İsrail'in vermek istediği mesaj, görünüşe rağmen İsrail'in bölgede kendisini
savunmaya hazır müttefikleri olduğu yönündeydi. Ancak İsrail, sınıra hücum
etmeye hevesli bir kamuoyu dalgasına karşı mücadele eden son derece zayıf bir
Ürdün monarşisini korumak istiyorsa, bu aptalca bir oyundur. Ürdün'ün geçmişte
iki yüzü olmuş olabilir ve Kral Hüseyin puro içen arkadaşı merhum eski Başbakan
Yitzhak Rabin'e, istihbarat aktarmış olabilir. Ancak, Osmanlı
İmparatorluğu'ndan kurtuluşundan sonra, "Arap Ordusu" adını alan
Ürdün ordusunun İsrail'in sınırlarını korumak için savaşa katıldığını ilk kez
hatırlıyorum.
YOZLAŞMIŞ ARAP İKTİDARLARLA ARASI İYİ
İran’ın füze saldırısından İsrail’ in yanında yer alan Arap
ülke yönetimlerini ‘yozlaşmış’ olarak tanımlayan yazar şöyle diyor; ‘İsrail'in
sadece halklarının iradesine meydan okuyan ve yozlaşmış yönetimlerini İsrail'e
dayatan Arap liderlerle ilişkisi vardır.
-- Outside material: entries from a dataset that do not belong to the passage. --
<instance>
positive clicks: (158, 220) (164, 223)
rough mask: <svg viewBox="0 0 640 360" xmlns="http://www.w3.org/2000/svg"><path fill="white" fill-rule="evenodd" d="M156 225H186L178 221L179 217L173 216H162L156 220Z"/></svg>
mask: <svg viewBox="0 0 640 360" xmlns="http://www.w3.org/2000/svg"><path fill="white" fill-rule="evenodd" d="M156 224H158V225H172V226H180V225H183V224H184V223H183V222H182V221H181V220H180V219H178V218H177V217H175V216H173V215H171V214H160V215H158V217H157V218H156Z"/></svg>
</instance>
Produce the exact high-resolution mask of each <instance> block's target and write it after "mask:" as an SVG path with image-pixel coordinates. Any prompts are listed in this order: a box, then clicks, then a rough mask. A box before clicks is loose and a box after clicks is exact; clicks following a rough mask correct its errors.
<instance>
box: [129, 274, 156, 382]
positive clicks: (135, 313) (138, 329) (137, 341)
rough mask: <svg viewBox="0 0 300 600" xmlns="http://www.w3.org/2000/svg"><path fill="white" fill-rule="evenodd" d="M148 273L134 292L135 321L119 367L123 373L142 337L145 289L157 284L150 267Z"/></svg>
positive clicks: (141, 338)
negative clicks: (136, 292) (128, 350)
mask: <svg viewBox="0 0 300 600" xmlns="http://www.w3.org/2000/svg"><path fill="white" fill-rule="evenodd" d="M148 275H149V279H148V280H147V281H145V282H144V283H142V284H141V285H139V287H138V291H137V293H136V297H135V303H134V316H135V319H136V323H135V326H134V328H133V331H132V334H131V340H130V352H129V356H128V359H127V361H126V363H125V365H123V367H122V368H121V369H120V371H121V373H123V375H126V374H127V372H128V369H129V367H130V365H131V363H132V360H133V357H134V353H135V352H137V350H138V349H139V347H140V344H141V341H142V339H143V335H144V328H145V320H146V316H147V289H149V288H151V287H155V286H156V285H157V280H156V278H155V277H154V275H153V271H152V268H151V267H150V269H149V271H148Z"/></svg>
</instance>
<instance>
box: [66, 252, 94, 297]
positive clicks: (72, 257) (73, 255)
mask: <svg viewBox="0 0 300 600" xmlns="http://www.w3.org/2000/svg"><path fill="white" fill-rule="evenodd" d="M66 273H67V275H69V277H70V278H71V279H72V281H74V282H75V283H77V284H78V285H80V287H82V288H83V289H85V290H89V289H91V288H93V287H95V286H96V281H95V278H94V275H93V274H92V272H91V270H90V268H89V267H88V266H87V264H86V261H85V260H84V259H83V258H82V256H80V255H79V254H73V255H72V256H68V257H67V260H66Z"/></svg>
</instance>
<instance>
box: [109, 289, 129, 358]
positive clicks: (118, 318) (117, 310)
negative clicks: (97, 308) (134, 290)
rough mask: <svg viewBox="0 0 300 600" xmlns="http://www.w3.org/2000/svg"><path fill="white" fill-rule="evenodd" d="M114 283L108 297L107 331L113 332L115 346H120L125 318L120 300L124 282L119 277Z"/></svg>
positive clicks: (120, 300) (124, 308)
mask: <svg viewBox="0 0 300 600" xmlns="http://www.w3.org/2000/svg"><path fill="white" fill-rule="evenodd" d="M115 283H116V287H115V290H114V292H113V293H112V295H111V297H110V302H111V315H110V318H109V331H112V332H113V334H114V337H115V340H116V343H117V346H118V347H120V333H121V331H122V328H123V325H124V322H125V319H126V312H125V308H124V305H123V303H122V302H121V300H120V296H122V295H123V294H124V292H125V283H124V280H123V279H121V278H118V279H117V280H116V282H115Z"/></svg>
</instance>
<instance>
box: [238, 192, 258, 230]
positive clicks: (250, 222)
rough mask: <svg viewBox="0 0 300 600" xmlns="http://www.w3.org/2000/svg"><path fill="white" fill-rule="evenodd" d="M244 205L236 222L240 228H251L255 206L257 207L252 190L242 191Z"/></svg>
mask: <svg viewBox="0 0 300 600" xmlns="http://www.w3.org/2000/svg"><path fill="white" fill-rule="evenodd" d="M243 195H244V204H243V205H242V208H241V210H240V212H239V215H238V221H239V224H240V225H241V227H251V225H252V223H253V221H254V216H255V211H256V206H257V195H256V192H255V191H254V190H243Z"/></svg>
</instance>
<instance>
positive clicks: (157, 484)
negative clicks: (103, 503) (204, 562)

Ürdün'ün Cumartesi günü attığı adım
İsrail'i kısa vadede rahatlatabilir ancak uzun vadede İsrail'in en uzun
sınırında sorunlara yol açacaktır. İsrail gerçek müttefiklere sahip olduğu için
sevinebilir ancak bunu yaparken dostlarının meşruiyetini ölümcül bir şekilde
zayıflatmaktadır. İran amacına ulaşmıştır ve İsrail bunun için daha zayıftır.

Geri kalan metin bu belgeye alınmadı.